A Fighting Man of Mars
- dust-jacket for A Fighting Man of Mars
- Author: Edgar Rice Burroughs
- Language: English
- Series: Barsoom
- Genre: Science fantasy novel
- Publisher: Metropolitan Books
- Publication date: 1930
- Publication place: United States
- Media type: Print (Hardback)
- Pages: 319
- Preceded by: The Master Mind of Mars
- Followed by: Swords of Mars

= A Fighting Man of Mars =

1931 novel by Edgar Rice Burroughs

A Fighting Man of Mars is a science fantasy novel by American writer Edgar Rice Burroughs, the seventh of his Barsoom series. Burroughs began writing it on February 28, 1929, and the finished story was first published in The Blue Book Magazine as a six-part serial in the issues for April to September 1930. It was later published as a complete novel by Metropolitan in May 1931.

==Plot summary==
Like many other Burroughs stories, A Fighting Man of Mars resembles The Arabian Nights. The story is purportedly relayed back to earth via the Gridley Wave, a sort of super radio frequency previously introduced in Tanar of Pellucidar, the third of Burrough's Pellucidar novels, which thus provides a link between the two series. The story-teller is Ulysses Paxton, protagonist of the previous novel, The Master Mind of Mars, but this story is not about him; rather, it is the tale of Tan Hadron of Hastor, a lowly, poor padwar (a low-ranking officer) who is in love with the beautiful, haughty Sanoma Tora, daughter of Tor Hatan, a minor but rich noble. As he is only a padwar, Sanoma spurns him. Then Sanoma Tora is kidnapped, and the novel moves into high gear.

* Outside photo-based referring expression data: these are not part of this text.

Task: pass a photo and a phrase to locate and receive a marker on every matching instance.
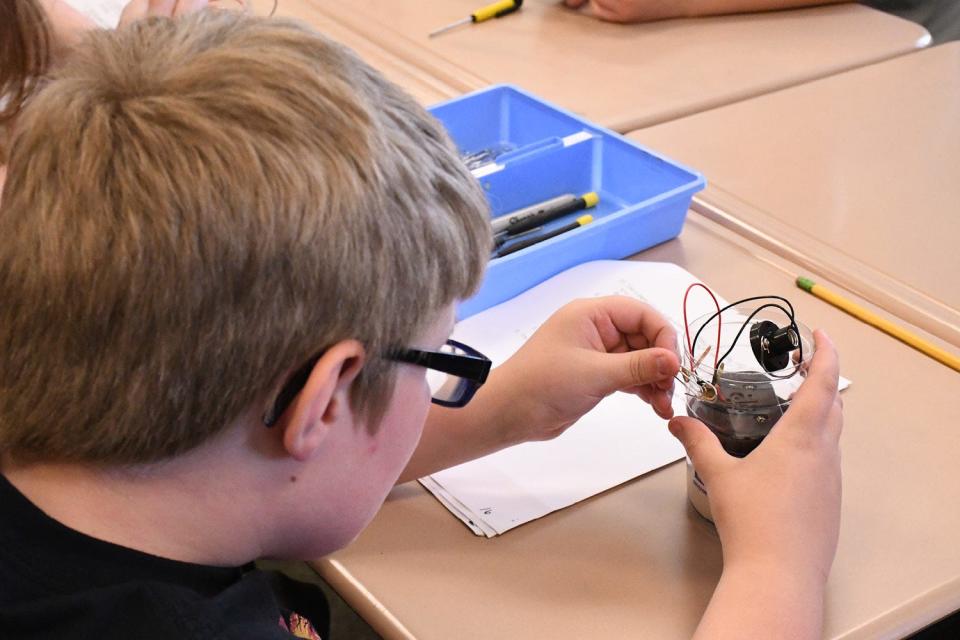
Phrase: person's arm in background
(648, 10)
(36, 34)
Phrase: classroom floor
(344, 621)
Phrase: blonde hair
(196, 207)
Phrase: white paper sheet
(620, 439)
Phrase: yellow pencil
(886, 326)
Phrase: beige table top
(636, 561)
(423, 86)
(629, 76)
(856, 176)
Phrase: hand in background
(139, 9)
(629, 10)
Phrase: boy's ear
(324, 400)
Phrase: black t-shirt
(59, 583)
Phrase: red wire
(686, 324)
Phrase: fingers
(702, 446)
(639, 324)
(621, 371)
(814, 401)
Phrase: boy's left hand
(584, 352)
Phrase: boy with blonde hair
(229, 254)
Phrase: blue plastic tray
(643, 196)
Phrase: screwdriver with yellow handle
(494, 10)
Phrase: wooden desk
(423, 86)
(638, 562)
(856, 177)
(630, 76)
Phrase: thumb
(702, 446)
(637, 368)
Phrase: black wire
(733, 304)
(793, 325)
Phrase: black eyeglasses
(454, 373)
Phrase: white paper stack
(620, 439)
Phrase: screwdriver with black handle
(494, 10)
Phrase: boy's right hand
(779, 508)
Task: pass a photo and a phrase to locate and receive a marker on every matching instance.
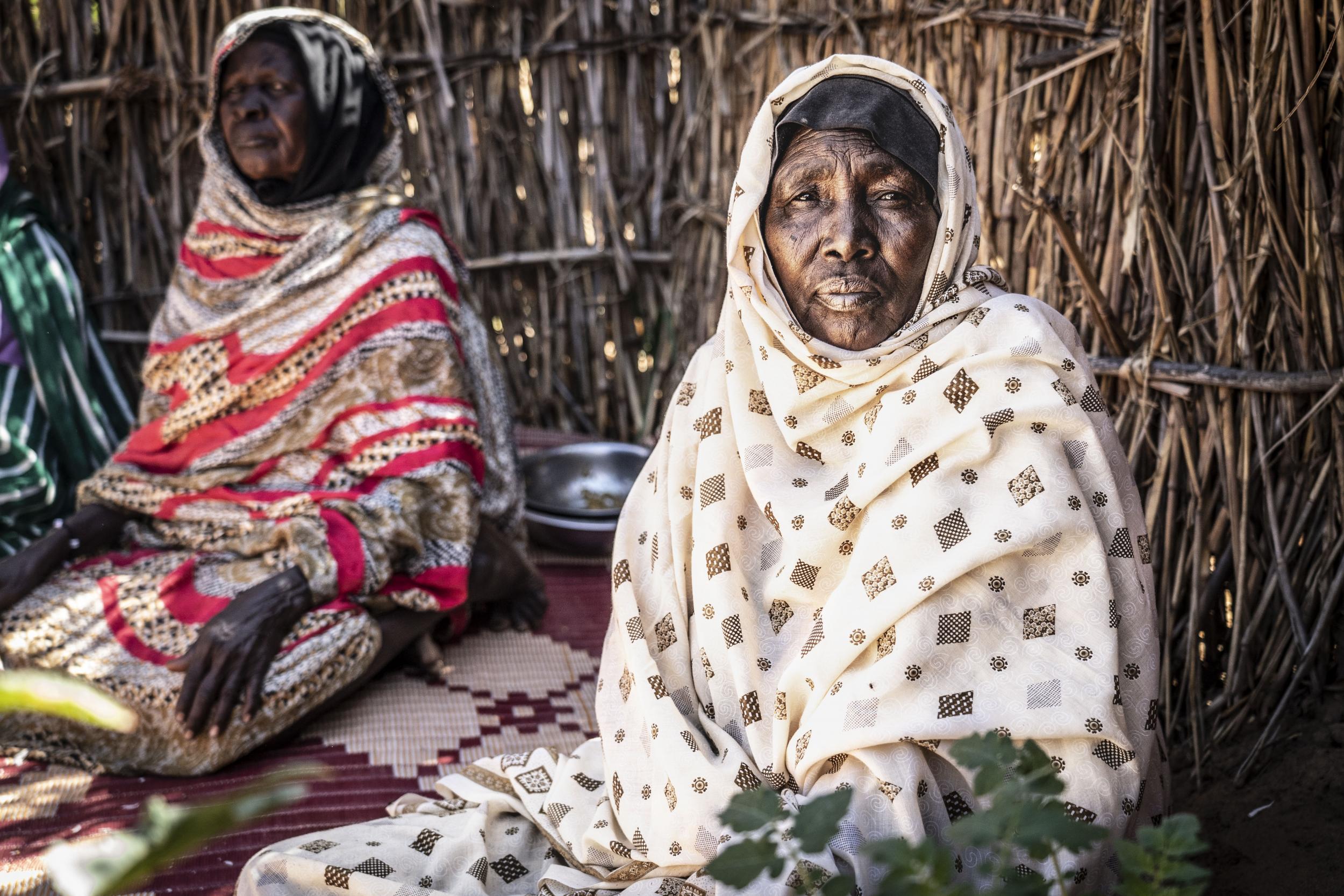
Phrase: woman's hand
(95, 527)
(234, 650)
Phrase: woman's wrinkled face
(264, 111)
(848, 229)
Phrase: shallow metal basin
(585, 481)
(592, 537)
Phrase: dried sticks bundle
(1166, 173)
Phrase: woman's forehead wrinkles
(819, 163)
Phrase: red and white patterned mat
(507, 692)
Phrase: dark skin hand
(97, 527)
(848, 229)
(264, 111)
(233, 652)
(227, 664)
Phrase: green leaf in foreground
(119, 862)
(820, 820)
(740, 864)
(57, 695)
(752, 809)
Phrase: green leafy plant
(1025, 819)
(121, 860)
(53, 693)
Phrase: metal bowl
(584, 481)
(570, 535)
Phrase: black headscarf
(347, 117)
(866, 104)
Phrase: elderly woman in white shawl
(888, 510)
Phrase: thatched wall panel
(1167, 174)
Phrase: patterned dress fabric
(316, 396)
(835, 564)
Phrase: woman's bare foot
(504, 590)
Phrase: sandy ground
(1293, 845)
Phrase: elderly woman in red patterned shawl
(323, 468)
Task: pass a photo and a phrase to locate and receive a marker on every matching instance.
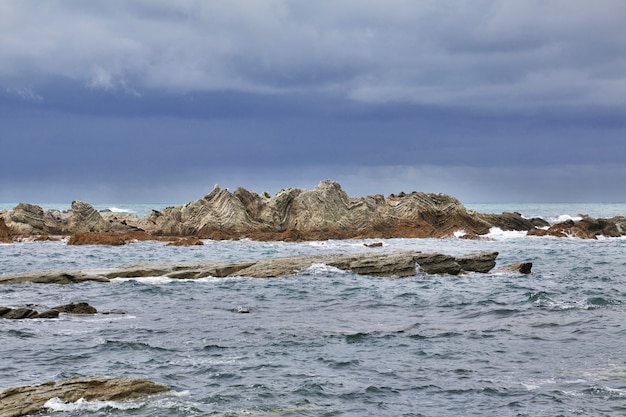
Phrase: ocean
(324, 342)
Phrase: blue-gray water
(329, 343)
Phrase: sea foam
(56, 404)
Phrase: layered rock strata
(24, 400)
(294, 214)
(401, 264)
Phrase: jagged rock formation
(325, 212)
(401, 264)
(20, 401)
(516, 267)
(31, 312)
(294, 214)
(6, 234)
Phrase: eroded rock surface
(401, 264)
(586, 228)
(32, 312)
(20, 401)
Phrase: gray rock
(516, 267)
(481, 262)
(401, 264)
(24, 400)
(33, 313)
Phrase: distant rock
(401, 264)
(107, 238)
(586, 228)
(32, 313)
(187, 241)
(293, 214)
(24, 400)
(26, 219)
(6, 234)
(516, 267)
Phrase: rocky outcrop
(516, 267)
(26, 219)
(187, 241)
(31, 312)
(107, 238)
(586, 228)
(24, 400)
(401, 264)
(6, 234)
(293, 214)
(31, 220)
(326, 212)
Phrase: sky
(147, 101)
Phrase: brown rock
(6, 234)
(482, 262)
(107, 238)
(20, 401)
(76, 308)
(19, 313)
(188, 241)
(587, 228)
(517, 267)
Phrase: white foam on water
(120, 210)
(322, 269)
(56, 404)
(565, 217)
(496, 233)
(146, 280)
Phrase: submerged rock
(401, 264)
(20, 401)
(33, 313)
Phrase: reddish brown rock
(6, 234)
(188, 241)
(587, 228)
(24, 400)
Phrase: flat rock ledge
(399, 263)
(32, 399)
(32, 312)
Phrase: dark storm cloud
(461, 97)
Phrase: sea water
(325, 342)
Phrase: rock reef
(32, 312)
(400, 264)
(24, 400)
(293, 214)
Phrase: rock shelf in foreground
(399, 263)
(20, 401)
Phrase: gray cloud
(473, 54)
(487, 100)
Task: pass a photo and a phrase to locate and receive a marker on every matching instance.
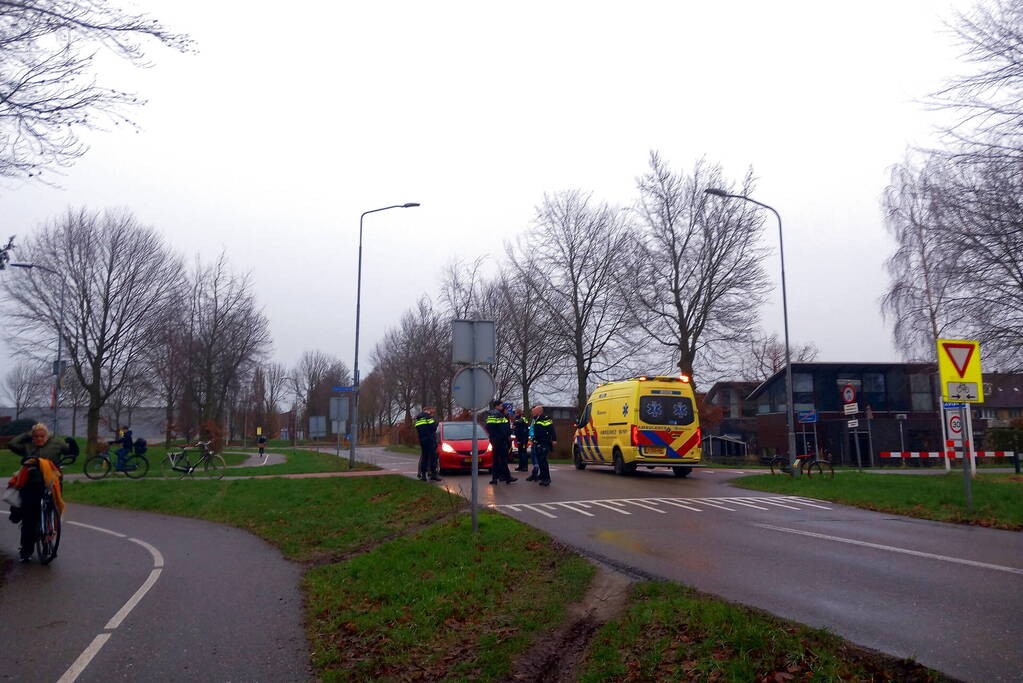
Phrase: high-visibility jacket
(426, 425)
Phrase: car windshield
(462, 431)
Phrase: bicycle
(48, 536)
(809, 464)
(177, 462)
(135, 466)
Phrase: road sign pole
(476, 450)
(967, 480)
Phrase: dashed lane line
(97, 643)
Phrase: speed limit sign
(953, 424)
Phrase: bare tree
(26, 385)
(119, 277)
(531, 350)
(227, 332)
(764, 355)
(702, 278)
(922, 293)
(988, 99)
(585, 248)
(48, 86)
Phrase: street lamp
(358, 307)
(56, 368)
(790, 407)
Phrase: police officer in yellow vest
(426, 425)
(544, 439)
(499, 431)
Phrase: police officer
(544, 439)
(521, 428)
(426, 425)
(499, 433)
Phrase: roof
(802, 367)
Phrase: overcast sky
(293, 120)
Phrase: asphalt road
(949, 596)
(135, 596)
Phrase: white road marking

As Tan Hadron crosses Mars ("Barsoom", as Burroughs calls it) searching for Sanoma Tora, he encounters some of Barsoom's most ferocious beasts: huge, many-armed, flesh-eating white apes, gigantic spiders, and the insane cannibals of U-Gor. He also meets the mad scientist Phor Tak, who cackles "Heigh-oo!" and is crazed with the desire for revenge.

The initial simplicity of Burroughs' well-worn pursuit plot is elaborated by Hadron's rescue of an escaped slave, Tavia, from a band of six-limbed Green Martians of Torquas, en route to the city of Jahar where Hadron believes Sanoma Tora has been taken. Tavia is an atypical Burroughs heroine; depicted as self-reliant and competent with weapons, witty and intelligent, she compares favorably for both reader and Hadron with beautiful but shallow Sanoma Tora, who ultimately shows herself unworthy of the virtuous hero. With the addition of Nur An, a disaffected Jaharian warrior, and another escaped woman slave, Phao, Hadron's quest becomes more collaborative than Burroughs' usual, although Tavia, in an unsurprising plot development, is revealed to be a princess at the end.

==Copyright==
The copyright for this story was not renewed by December 31, 1955, in the United States and therefore is in the public domain. It is available on Project Gutenberg and LibriVox.org.

The copyright for this story has expired in Australia and in Canada, and thus now resides in the public domain there. The text is available via Project Gutenberg Australia and Faded Page.

==Reception==
Floyd C. Gale of Galaxy Science Fiction said that "Burroughs's choice of a model was a wise one. The Arabian Nights are corking good adventure stories in their own right".

==Influence==
In 1973, George Lucas used the first chapter of this novel as the basis for an unfinished, two-page draft titled Journal of the Whills, the direct predecessor to Star Wars.